To the investment advisor managing a client’s portfolio, the world of mergers and acquisitions may appear to exist in another galaxy, far far away. Beyond assessing the impact of headline-grabbing M&As on your client’s investments, you may see little need to understand the mechanics of an acquisition, much less expect to have a close encounter with one. But if your client owns a business, nothing could hit closer to home.
Should the client decide to sell, that enormous illiquid asset could suddenly be converted into a sea of cash crying out for allocation. It is perhaps the most momentous financial event you or your client is ever likely to face, of far greater magnitude even than an inheritance. Fail to prepare and you could lose your client at precisely the moment the relationship becomes exponentially more valuable.
Even in a down market, the volume of deals is staggering, and the astute advisor will prepare for the eventuality of a sale by understanding:
- the market
- the factors influencing valuation
- the proper role for the investment advisor
- the sale process
By acting on that knowledge early in the sale process or, preferably, being among the first to suggest a sale, especially where most of the client’s net worth is tied up in the business, the proactive advisor can not only make sure that the windfall investment opportunity isn’t lost to a competitor but also see to it that the client is being well served before, during, and after the sale.
Understanding the Market
The challenge for you is not simply to look for the most propitious time to sell and suggest it to your client, but to understand both the market and your client’s needs.
Such a sale is more than a remote possibility. There are about 10,500 deals annually in the United States. The overwhelming majority, some 80%, take place in the middle market–companies valued at $500 million or less. While these deals may fall far below the radar of the media, this is a big business in aggregate: Those deals are worth approximately $1.2 trillion annually.

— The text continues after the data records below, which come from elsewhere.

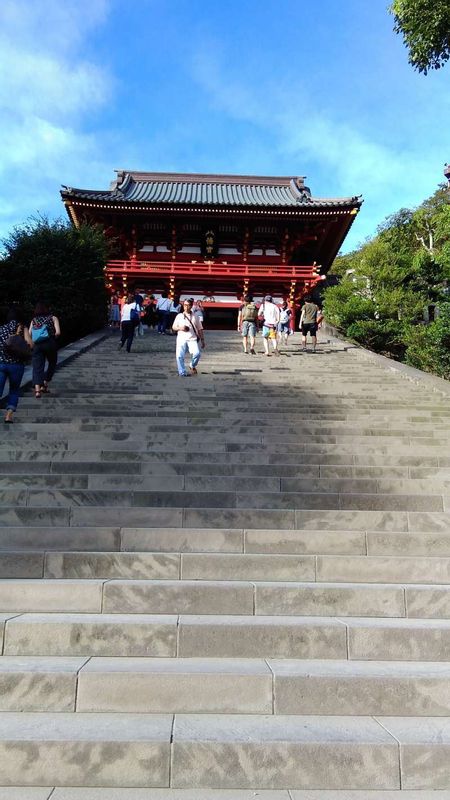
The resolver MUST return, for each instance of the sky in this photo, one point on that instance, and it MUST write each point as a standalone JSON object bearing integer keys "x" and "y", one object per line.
{"x": 315, "y": 88}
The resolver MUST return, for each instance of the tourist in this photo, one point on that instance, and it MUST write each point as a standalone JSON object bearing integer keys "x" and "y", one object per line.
{"x": 13, "y": 358}
{"x": 139, "y": 299}
{"x": 114, "y": 312}
{"x": 190, "y": 337}
{"x": 175, "y": 308}
{"x": 149, "y": 312}
{"x": 163, "y": 309}
{"x": 44, "y": 331}
{"x": 247, "y": 317}
{"x": 197, "y": 309}
{"x": 129, "y": 321}
{"x": 270, "y": 315}
{"x": 309, "y": 321}
{"x": 284, "y": 325}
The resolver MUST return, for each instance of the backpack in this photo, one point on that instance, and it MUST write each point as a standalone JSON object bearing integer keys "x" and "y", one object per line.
{"x": 249, "y": 313}
{"x": 39, "y": 332}
{"x": 135, "y": 313}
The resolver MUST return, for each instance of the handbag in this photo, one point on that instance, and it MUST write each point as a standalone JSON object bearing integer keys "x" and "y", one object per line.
{"x": 17, "y": 348}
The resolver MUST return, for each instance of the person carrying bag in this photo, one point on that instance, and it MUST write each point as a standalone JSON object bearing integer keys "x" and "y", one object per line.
{"x": 44, "y": 331}
{"x": 15, "y": 351}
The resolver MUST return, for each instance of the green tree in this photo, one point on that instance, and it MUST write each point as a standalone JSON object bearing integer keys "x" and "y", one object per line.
{"x": 425, "y": 27}
{"x": 61, "y": 265}
{"x": 393, "y": 280}
{"x": 428, "y": 346}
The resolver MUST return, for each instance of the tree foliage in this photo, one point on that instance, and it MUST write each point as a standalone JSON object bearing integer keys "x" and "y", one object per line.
{"x": 395, "y": 283}
{"x": 60, "y": 265}
{"x": 425, "y": 27}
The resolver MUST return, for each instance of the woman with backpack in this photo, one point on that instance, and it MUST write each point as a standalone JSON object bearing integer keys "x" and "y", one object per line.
{"x": 44, "y": 330}
{"x": 130, "y": 317}
{"x": 247, "y": 317}
{"x": 15, "y": 343}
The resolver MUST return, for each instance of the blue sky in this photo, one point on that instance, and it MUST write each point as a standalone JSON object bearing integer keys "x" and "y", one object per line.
{"x": 320, "y": 88}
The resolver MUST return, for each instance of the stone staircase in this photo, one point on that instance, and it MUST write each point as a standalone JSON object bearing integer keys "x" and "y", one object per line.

The acquisition market is closer to home in another way as well. About 85% of middle-market deals involve U.S. companies making strategic acquisitions (see sidebar on page 87).
That market is cyclical. At the peak of the cycle, middle-market companies can sell for as much as seven to nine times their cash flow, versus five to six times their cash flow at the bottom of the market. Currently, we stand at the beginning of a down cycle, with a decline of 5% in terms of deal count from 2006, a trend likely to continue for the next three to four years.
Although valuations will inevitably be lower, on average, during a down cycle than an up cycle, that doesn’t necessarily mean that your client shouldn’t sell. On the contrary, companies that buck the cycle by continuing to grow can command a premium during this part of the cycle in an M&A process. Moreover, your client may be at a time of life when he or she is ready to sell, no matter the state of the overall market.
Factors Affecting Valuation
In addition to where the market stands in the cycle, a number of other general factors will affect the valuation of your client’s business. For one, the state of the economy, particularly its prospects for growth, inevitably figures in. Further, the amount of money in the hands of buyers can also drive the market up or down. Today, for example, private equity firms are awash with cash, with close to $250 billion in unleveraged equity capital that has been raised over the past three years. In fact, at no time in history have private equity firms had so much fresh capital that needs to find a home. Unlike strategic buyers, private equity buyers have a finite period of time in which to deploy funds–typically within five years of raising the funds–or they have to return the capital to their investors.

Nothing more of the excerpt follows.